How I actually use pg_stat_statements to find and fix slow queries on a large Aurora cluster, with snapshots for trend tracking and Prometheus/Grafana wiring.
It was a Tuesday morning at the creator economy platform I worked at. Aurora reader lag had just crossed 14 minutes, the Community feed was timing out for millions of customers, and the on-call was 90 seconds away from bumping reader instance class for the second time that quarter. I joined the Slack thread. The first thing I asked was not “what does Datadog say”. It was “what does pg_stat_statements look like on the writer right now”. That’s where the truth lives.
I’ll just say it. If you run PostgreSQL at any serious scale and you don’t have pg_stat_statements turned on, you’re flying blind. APMs are fine. Slow query logs are fine. Neither one tells you which query, normalized across all its parameter values, is actually eating your database. That’s the gap this extension fills.
On Aurora and vanilla RDS the extension is preinstalled, but it’s not loaded by default. You need it in shared_preload_libraries, which means a parameter group change and a restart. Do this once, before you need it. Trying to set up observability mid-incident is a thoughts-and-prayers strategy.
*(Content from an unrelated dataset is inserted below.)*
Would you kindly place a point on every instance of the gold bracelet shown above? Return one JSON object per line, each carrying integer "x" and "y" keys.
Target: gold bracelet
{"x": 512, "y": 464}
-- run as superuser, once per database that you actually query
CREATE EXTENSION IF NOT EXISTS pg_stat_statements;
-- parameter group settings (Aurora cluster parameter group)
-- shared_preload_libraries = 'pg_stat_statements'
-- pg_stat_statements.max = 10000
-- pg_stat_statements.track = top
-- pg_stat_statements.track_utility = off
-- pg_stat_statements.save = on
-- track_io_timing = on
Two things I’ve learned the hard way. track = top is what you want, not all, otherwise nested function calls double-count and the top of the list turns into noise. track_io_timing = on is the one most people skip, and then they wonder why blk_read_time is always zero and they can’t tell if a query is CPU-bound or cache-miss-bound. Turn it on. Overhead is small. Without it the data is half a picture.
The workflow I run, on every PostgreSQL cluster I own, is four steps. Identify, EXPLAIN ANALYZE, fix, verify. Nothing clever. The trick is doing it every week, not once a quarter when something is on fire.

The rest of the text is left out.